There are a couple of methods, e.g.:
1. Using generators: np.fromiter((x for x in arr if x < k), dtype=arr.dtype)
2. Using boolean mask slicing: arr[arr < k]
3. Using np.where(): arr[np.where(arr < k)]
4. Using np.nonzero(): arr[np.nonzero(arr < k)]
5. Using a Cython-based custom implementation(s)
6. Using a Numba-based custom implementation(s)
Which is the fastest? What about memory efficiency?

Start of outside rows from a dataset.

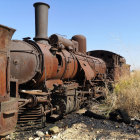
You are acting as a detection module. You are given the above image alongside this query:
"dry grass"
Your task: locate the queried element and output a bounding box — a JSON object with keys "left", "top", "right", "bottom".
{"left": 105, "top": 70, "right": 140, "bottom": 118}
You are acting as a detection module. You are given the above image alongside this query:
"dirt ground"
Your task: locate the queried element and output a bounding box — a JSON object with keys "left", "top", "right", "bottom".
{"left": 10, "top": 108, "right": 140, "bottom": 140}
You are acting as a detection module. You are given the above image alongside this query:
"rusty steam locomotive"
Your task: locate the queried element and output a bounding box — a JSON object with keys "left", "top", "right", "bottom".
{"left": 0, "top": 2, "right": 130, "bottom": 135}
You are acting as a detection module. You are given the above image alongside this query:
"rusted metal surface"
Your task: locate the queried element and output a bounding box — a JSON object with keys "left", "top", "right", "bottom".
{"left": 10, "top": 40, "right": 42, "bottom": 85}
{"left": 38, "top": 42, "right": 58, "bottom": 82}
{"left": 0, "top": 56, "right": 7, "bottom": 97}
{"left": 21, "top": 90, "right": 50, "bottom": 95}
{"left": 75, "top": 53, "right": 106, "bottom": 81}
{"left": 49, "top": 34, "right": 73, "bottom": 47}
{"left": 18, "top": 105, "right": 45, "bottom": 130}
{"left": 10, "top": 36, "right": 106, "bottom": 92}
{"left": 34, "top": 2, "right": 50, "bottom": 41}
{"left": 0, "top": 98, "right": 18, "bottom": 136}
{"left": 10, "top": 39, "right": 77, "bottom": 88}
{"left": 87, "top": 56, "right": 106, "bottom": 78}
{"left": 76, "top": 55, "right": 95, "bottom": 80}
{"left": 9, "top": 38, "right": 77, "bottom": 89}
{"left": 87, "top": 50, "right": 130, "bottom": 81}
{"left": 39, "top": 43, "right": 78, "bottom": 81}
{"left": 45, "top": 79, "right": 63, "bottom": 89}
{"left": 52, "top": 83, "right": 80, "bottom": 116}
{"left": 0, "top": 25, "right": 18, "bottom": 136}
{"left": 49, "top": 34, "right": 79, "bottom": 52}
{"left": 72, "top": 35, "right": 87, "bottom": 53}
{"left": 55, "top": 52, "right": 66, "bottom": 79}
{"left": 0, "top": 24, "right": 15, "bottom": 49}
{"left": 120, "top": 64, "right": 130, "bottom": 77}
{"left": 0, "top": 25, "right": 15, "bottom": 100}
{"left": 61, "top": 50, "right": 78, "bottom": 79}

(EDITED: Added np.nonzero() based on @ShadowRanger comment)
Paul Panzer over 4 years

Nice effort---I have long suspected that passing a mask through where is typically faster (though it shouldn't be), so thanks for confirming that. I don't think, though, that the Cython and numba implementations are fair. Both basically leak the over allocated memory, something a proper library function isn't allowed to do.
ead over 4 years

The differences between cython and numba for medium-sizes are probably due to gcc vs clang, gcc seems to have problems to get best out of such filtering functions (see also stackoverflow.com/q/52046301/5769463). For larger sizes, i.e. other cache-levels, the task becomes more and more memory-bound and thus there are less differences between cython and numba.
norok2 over 4 years

@PaulPanzer I have added an extra call to .copy() before returning the results. This should make sure no memory leaks.
max9111 over 4 years

It would be almost in every case faster to run the for loop twice. (Fist run to get the final array size, Second run to copy the data which fulfills the condition to the output array allocated with the final size from the first run)
max9111 over 4 years

As the code gets a bit longer, it maybe also useful to write a function which generates the custom filter based on a given condition (>,<,==,..) instead of hard-coding the condition. eg. stackoverflow.com/a/58418715/4045774 Small functions are getting inlined, so there shouldn't be any decrease in performance.
norok2 over 4 years

@max9111 thanks for your inputs, your comments hint towards useful modification. I am running the new benchmarks and will update the answer accordingly. Passing functions instead of hardcoding the condition does decrease the performances, but it is only noticeable for the smallest input sizes. The two-passes approach goes from slower to faster than single-pass as the input size increases.
max9111 over 4 years

Don't use global variables, default values like smaller_than(x, k=K) or passing the condition on every call (generate the function only once). This will lead to recompilation on every call and therefore to decreased performance especially on small input sizes.
gosuto over 3 years

Was hoping for a TL;DR somewhere.
Xxxo over 2 years

The fromiter way does not work for object arrays.
norok2 over 2 years

@Xxxo Sure, but that is somewhat a limitation of numpy.fromiter itself.
DavidW over 2 years

Would ndarray.resize not work to release the extra memory for the single pass versions without needing to copy?
norok2 over 2 years

@DavidW in Cython yes, in Numba not right away. However, one can lift only the filtering loop to Numba and get faster timing (but larger temporary memory consumption) with single pass for sufficiently large inputs.
xskxzr almost 2 years

Why is np.nonzero()-based approach faster than boolean mask slicing for large input?
norok2 almost 2 years

@xskxzr why do you say so? My benchmarks indicate them to be of comparable speed.